Everyone’s got their favourite telly chef – Rick Stein jetting off to Mexico to sample the ceviche, Gordon Ramsay yelling at another poor, incompetent restaurateur, Nigella eating yet more cake – but the actual phenomenon of celebrity chefs is still fairly recent.
Here’s a look back at the celebrity chefs that have shaped what we eat and how we eat it…
In the Fifties, Fanny Cradock became one of the first celebrity chefs
Fanny Cradock found fame on TV in the post-war years, creating recipes with French names that had a thrifty, economical bent. She was known for her restaurant column, Bon Viveur in The Daily Telegraph (co-written with her husband Johnnie) and for being rather eccentric, in both her fashion and make-up choices, as well as her private life. Her food fed a nation grown heartily sick of rationing.

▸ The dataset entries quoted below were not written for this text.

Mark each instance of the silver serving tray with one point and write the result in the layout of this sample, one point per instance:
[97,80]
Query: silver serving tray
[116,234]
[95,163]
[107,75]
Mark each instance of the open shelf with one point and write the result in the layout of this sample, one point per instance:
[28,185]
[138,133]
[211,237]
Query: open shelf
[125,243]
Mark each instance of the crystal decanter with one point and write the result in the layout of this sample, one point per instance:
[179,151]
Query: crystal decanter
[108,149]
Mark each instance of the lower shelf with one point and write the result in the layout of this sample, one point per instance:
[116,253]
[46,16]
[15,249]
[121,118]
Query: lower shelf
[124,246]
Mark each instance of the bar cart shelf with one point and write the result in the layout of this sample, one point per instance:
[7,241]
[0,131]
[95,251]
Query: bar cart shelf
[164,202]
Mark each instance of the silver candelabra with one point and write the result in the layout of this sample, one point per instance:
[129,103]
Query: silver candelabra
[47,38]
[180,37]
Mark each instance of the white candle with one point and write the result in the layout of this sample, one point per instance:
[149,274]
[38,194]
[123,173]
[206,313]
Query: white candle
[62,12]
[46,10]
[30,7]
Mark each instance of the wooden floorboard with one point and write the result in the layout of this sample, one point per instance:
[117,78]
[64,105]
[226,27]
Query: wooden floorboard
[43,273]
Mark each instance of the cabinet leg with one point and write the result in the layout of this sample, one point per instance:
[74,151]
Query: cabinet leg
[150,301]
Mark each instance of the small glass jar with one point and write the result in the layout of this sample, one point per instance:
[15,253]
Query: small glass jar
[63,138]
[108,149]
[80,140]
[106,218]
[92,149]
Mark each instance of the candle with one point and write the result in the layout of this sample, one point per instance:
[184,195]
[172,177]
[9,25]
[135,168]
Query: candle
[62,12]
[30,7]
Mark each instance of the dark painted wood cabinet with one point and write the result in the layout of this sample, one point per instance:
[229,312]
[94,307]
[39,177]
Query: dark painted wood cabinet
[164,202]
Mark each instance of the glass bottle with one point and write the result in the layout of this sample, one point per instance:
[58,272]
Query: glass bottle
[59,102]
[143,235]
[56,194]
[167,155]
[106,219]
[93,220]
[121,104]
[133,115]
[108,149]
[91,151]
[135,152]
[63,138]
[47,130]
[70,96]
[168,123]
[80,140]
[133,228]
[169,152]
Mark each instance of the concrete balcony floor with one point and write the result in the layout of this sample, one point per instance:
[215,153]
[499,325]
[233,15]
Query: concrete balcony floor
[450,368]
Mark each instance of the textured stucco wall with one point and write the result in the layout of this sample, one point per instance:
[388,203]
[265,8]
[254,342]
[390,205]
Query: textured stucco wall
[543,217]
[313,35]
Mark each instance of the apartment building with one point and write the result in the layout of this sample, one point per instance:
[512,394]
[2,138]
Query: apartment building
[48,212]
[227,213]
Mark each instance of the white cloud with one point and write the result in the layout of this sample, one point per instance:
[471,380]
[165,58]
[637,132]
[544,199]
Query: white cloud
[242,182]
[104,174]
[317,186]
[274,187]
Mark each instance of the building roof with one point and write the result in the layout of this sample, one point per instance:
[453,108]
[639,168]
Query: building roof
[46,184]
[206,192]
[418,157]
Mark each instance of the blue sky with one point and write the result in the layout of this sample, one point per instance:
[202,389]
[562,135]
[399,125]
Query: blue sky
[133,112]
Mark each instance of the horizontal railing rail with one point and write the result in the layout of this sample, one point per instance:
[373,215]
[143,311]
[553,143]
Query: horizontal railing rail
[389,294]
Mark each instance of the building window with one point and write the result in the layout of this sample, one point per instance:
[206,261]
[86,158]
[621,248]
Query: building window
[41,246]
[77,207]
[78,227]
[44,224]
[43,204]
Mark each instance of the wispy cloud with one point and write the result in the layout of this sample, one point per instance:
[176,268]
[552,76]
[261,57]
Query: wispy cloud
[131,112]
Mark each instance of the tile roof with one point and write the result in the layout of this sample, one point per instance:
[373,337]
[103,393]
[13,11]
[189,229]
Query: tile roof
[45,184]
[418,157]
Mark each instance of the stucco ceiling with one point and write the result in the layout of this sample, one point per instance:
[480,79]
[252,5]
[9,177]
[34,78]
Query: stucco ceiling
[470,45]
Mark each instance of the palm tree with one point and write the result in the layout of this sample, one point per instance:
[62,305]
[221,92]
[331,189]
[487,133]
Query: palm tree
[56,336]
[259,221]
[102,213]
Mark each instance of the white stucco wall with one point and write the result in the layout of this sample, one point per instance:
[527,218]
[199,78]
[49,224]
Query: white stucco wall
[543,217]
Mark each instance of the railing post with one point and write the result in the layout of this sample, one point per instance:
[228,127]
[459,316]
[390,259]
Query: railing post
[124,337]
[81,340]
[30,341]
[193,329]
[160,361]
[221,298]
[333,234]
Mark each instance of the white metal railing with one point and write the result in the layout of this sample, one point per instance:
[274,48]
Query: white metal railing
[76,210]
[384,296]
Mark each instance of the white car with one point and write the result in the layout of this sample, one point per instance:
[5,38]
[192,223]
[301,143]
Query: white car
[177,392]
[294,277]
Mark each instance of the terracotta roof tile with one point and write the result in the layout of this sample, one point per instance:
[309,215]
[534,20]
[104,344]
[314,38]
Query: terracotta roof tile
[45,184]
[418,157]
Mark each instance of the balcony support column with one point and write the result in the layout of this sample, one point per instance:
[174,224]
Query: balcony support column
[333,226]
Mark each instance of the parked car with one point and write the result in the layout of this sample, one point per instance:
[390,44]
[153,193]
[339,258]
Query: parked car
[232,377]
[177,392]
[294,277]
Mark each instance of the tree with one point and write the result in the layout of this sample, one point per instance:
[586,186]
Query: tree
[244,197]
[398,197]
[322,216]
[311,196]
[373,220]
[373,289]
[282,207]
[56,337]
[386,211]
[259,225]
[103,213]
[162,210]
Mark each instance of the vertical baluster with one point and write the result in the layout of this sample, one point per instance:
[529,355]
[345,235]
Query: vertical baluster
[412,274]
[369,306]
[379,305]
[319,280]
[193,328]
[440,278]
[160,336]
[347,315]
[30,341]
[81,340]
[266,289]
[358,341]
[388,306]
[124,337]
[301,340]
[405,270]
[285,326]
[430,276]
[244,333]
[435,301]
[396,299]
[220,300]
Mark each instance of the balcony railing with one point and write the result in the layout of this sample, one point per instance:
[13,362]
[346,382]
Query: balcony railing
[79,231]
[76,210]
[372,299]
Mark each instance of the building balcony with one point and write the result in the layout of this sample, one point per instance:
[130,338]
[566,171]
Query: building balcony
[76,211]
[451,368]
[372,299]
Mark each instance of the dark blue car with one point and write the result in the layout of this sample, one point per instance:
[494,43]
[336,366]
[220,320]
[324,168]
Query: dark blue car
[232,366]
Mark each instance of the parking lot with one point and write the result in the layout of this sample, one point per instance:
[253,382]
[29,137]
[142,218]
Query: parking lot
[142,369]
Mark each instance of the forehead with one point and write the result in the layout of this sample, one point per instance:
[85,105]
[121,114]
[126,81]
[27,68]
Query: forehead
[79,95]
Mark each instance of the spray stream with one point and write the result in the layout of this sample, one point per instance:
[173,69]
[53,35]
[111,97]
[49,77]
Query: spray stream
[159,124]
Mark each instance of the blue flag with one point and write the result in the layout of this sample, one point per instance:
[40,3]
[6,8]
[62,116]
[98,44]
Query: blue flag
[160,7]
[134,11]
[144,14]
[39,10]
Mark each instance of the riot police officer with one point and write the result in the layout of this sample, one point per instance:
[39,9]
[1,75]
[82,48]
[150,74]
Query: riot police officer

In the Seventies, Delia Smith taught us all the classics
Is there any kitchen in the country that doesn’t contain a Delia Smith cookery book, corners folded down and splattered with food? The woman is a tour de force – and is as well known for her food as for being the joint majority shareholder of Norwich City F.C.. Her direct, no nonsense approach to teaching budding home-cooks the basics, has meant generations of people actually know how to whip a meal up (and supermarkets have certainly benefited from the ‘Delia effect’ – any gadget she used in her programmes was almost guaranteed to sell out in store). Smith retired from cooking on telly in 2013, but she’s still going strong sharing her recipes online.
In the early-Eighties, Keith Floyd made cooking with a glass of wine in one hand mainstream
Ask almost any chef who it was that inspired them, and they’re likely to tell you about Keith Floyd. The restaurateur-turned-radio-presenter and telly chef was the guy who took TV cooking shows out of the studio, and added wine – lots of wine. The likes of Rick Stein – the king of location cooking today – are merely following in Floyd’s charming and rambunctious foodie footsteps.
In the mid-Nineties, Heston Blumenthal brought science into the kitchen
Gels, foams, bizarre flavour combinations and meals that confound the eyes as well as the taste buds – Heston Blumenthal pioneered the role of wacky professor in the food world. The Fat Duck owner’s incredible, cult-status creations include snail porridge with crispy frog legs, his meat fruit (chicken liver and fois gras parfait in the shape of a mandarin), and Sound of the Sea (a meal that is served with an iPod). There’s no one else quite like him.
In the late-Nineties, Nigella gave us avocado on toast
Yep, apparently Nigella invented avocado on toast – or was at least the first person to publicly share a ‘recipe’ for the act of mashing an avocado and spreading it on toasted bread. She did, of course, receive a huge amount of flack for it, but Nigella, a former journalist, seems invincible. Her simple, colourful recipes (no fancy chopping, she’s a home-cook after all) are as well-loved as those segments in her TV series where she sneaks downstairs at night for a slice of chocolate cake from the fridge. The woman made cooking sexy.
Jamie Oliver made cooking cool
Cheeky chappie Jamie Oliver hit TV screens as The Naked Chef in 1999, bringing with him an attitude that said: ‘Lads, you can cook too’. He had herbs on his little flat’s windowsill, knew what to do with Italian flavours (thanks to working with Antonio Carluccio and Gennaro Contaldo in his early kitchen jobs), and was always coming up with recipes to salve a hangover. Since then, he’s fought for healthier lunch options in schools (no turkey twizzlers) and had us cooking meals that take no longer than 15 minutes, or most recently, use just five ingredients.
And Gordon Ramsay showed us just how angry chefs can get
He might have a clutch of Michelin stars to his name, but Gordon Ramsay will forever be best known for using the ‘F’ word. He swore his way through most of the late-Nineties and Noughties on the likes of Hell’s Kitchen and Ramsay’s Kitchen Nightmares, giving rise to the idea that, to be a real chef, you’ve got to have a temper (Marco Pierre White certainly helped encourage the impression). Although in recent years, Ramsay’s actually become quite the family man (his daughter Tilly’s first cookbook came out in 2017) and he’s moving into the wellbeing side of cookbooks (check out Gordon Ramsay’s Ultimate Fit Food).
In the early-Noughties, Hugh Fearnley-Whittingstall raised awareness of food ethics
The floppy haired food writer and River Cottage chef was one of the first celebrity cooks to really talk about where our food is grown, reared, slaughtered and fished, helping us become more aware of the wider implications of what goes on our plates than ever before. He’s championed seasonal produce, responsible fishing and, most recently, embarked on a war on food waste. He’s also the guy who flambéed, puréed and served a human placenta on national television… which hasn’t exactly taken off, thankfully.